The issues with PDF come up frequently. I have briefly touched upon how I deal with PDF in my Digitizing Learning Materials, which is mainly about digitization from scratch, i.e., using scanners, fixing scanned images and using OCR. This article is about incorporating already digitized materials (PDF) for Incremental Reading in SuperMemo.
TL;DR: For copyable PDFs, copy the whole PDF, add empty lines between paragraphs, use a tool to remove line breaks, then paste into SuperMemo. For non-copyable PDFs, use an OCR software.
First and foremost, avoid PDF whenever possible. PDF is difficult for editing and formatting. It’s like having your food mixed with sand: it takes a lot of time removing the unwanted parts. Actively look for other file formats. For example, for the paper I frequently mentioned, EPUB is available, which can be perfectly imported into SuperMemo.
Different Types of PDFs
There are basically three types of PDFs:
1. Images. There’s nothing you can do except using an OCR software and convert it into editable text.
Source: Applying the Science of Learning
2. OCR (Optical Character Recognition) text. The text is OCR-ed and will more than likely contains errors. What you copied may not be what you get. If your PDF is heavy in symbols and equations, it’s a bad idea to copy-and-paste. I treat this as the first type: I use an OCR software to remove the formatting.
3. Genuine copyable text. After copy and paste, it contains no errors. This is the only type we can work on. Example:
Source: Distributed Systems
How can you tell 2. from 3.?
If it is a scanned document yet allows copy and paste, you know it’s OCR-ed. You can also try highlighting the text. If it doesn’t get highlighted perfectly, it’s probably OCR-ed. The best way to tell is to copy and paste. After pasting it to Microsoft Word, if there are a lot of errors and weird symbols, you know the text is OCR-ed.
1.&2. If I Have Non-copyable or OCR PDFs
I just dump the whole PDF into FineReader for Optical Character Recognition (OCR). In FineReader, after processing, there are various output options. I choose Word (.docx) because of the navigation function. It accurately separates the chapters for me. After selecting a whole chapter in Word, I copy and paste with PureText.
3. Extracting Content From a Genuine PDF
This is only possible when your PDF is genuinely copyable (type 3). If the PDF is OCR-ed, then it’s worse than using an OCR software because this takes a lot of time.
I only do this for high-stake materials, basically text that contains a lot of symbols, numbers and equations. Examples would be mathematics, computer science, physics and chemistry. On the other hand, if the source material involves very few symbols, such as history or psychology, then I just dump the whole PDF into FineReader and OCR it.

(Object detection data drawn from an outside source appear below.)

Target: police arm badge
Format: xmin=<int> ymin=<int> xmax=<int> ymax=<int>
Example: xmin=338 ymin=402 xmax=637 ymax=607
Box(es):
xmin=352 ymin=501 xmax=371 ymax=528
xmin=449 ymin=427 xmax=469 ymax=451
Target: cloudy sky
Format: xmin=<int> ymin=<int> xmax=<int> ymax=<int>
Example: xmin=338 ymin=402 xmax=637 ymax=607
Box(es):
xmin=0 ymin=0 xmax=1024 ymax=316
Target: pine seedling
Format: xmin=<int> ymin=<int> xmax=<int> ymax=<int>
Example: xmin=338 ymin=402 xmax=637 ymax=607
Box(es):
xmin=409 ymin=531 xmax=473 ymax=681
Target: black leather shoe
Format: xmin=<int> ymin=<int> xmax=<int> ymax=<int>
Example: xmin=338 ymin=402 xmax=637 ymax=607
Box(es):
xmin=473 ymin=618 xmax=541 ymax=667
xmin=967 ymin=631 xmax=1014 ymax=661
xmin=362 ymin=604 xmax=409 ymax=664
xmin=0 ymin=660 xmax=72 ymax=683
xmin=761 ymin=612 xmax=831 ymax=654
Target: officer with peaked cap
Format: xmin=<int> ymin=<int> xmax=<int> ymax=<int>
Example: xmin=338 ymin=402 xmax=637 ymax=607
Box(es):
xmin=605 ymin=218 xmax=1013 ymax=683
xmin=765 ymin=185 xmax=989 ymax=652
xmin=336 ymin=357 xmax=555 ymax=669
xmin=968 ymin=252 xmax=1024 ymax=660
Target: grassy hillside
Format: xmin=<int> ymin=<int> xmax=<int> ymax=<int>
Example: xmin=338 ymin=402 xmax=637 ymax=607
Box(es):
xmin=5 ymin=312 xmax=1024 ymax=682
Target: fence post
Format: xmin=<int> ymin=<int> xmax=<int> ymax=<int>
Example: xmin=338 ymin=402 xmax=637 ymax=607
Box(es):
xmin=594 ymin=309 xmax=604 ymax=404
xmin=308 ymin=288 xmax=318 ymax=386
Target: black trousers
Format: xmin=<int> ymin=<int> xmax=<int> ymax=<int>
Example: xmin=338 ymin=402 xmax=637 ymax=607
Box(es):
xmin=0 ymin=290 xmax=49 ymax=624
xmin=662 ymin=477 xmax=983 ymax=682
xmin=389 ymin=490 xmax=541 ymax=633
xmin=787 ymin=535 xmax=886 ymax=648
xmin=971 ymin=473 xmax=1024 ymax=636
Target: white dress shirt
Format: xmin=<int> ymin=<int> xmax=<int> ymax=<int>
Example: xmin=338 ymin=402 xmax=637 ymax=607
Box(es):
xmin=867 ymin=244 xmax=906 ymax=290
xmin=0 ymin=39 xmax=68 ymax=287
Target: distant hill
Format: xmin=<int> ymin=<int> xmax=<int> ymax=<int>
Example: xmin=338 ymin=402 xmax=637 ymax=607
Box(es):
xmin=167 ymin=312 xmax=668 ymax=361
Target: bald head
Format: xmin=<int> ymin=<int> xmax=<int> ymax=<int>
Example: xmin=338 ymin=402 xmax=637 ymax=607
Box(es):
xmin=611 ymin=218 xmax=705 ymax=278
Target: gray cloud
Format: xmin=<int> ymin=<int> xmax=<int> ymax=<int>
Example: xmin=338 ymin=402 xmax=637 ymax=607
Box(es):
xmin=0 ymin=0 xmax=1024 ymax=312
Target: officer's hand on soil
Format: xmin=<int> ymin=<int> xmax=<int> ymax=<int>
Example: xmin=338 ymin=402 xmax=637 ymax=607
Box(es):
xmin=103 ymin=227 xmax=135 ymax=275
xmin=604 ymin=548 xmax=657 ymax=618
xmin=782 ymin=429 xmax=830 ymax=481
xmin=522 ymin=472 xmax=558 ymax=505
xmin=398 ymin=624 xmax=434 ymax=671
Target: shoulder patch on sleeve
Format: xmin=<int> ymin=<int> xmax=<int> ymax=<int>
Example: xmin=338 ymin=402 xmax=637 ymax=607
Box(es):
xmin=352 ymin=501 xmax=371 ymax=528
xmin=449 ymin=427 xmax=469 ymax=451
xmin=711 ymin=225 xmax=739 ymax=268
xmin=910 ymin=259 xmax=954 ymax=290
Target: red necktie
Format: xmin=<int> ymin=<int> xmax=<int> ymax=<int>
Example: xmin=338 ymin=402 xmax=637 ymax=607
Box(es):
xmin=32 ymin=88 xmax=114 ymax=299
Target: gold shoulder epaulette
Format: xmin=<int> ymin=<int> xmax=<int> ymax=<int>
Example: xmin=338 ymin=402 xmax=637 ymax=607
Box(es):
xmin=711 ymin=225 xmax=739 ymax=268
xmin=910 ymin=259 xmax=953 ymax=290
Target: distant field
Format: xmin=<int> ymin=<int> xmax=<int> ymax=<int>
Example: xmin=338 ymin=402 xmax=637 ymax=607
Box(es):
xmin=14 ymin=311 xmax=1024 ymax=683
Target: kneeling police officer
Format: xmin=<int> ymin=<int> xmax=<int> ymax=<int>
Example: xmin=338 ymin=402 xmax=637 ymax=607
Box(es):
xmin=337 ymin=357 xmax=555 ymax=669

With genuine and copyable PDFs, the major benefit of copy and paste over OCR software is of course, the accuracy. The copied text is 100% correct. The problem is the line breaks. If you paste it into SuperMemo it looks like this:
What I want however:
PS: If you don’t care about the line breaks, you can simply copy the whole PDF at once, rinse it through Notepad, and paste it straight into SuperMemo.
My Step-by-step Process
1. Highlight and copy a whole chapter in PDF
2. Paste it to Word
3. Add line breaks manually
4. (Optional) Remove headers and page numbers etc
5. Use this Line Break Removal Tool to remove line breaks but not paragraph breaks.
The most time-consuming is manually adding empty lines for the copied content in Word. If you copy the whole PDF and remove all the line breaks without empty lines, it will end up one big jumbled text:
So for every paragraph, you need to add an empty line:
What about figures, images and pictures?
At this point you can decide whether to include figures into the Word document. You can use the Window Snipping Tool (Fn+Shift+S) to insert them into their appropriate places. I recommend using the software Greenshot for faster and easier image clipping.
You can then convert the .docx into .html. Then open the html and copy and paste it to SuperMemo. That HTML contains everything you need. All images will be properly displayed because SuperMemo references the local storage of your images. You don’t have to open the original PDF when you encounter figures and pictures. Personally, I don’t. When I come across any images during Incremental Reading, I just open the original PDF and refer back to it.
This is the best way I know to extract information from copyable PDFs. It takes time to prepare your material this way but I think the time cost is bearable; the time investment upfront for authenticity and accuracy is worth it.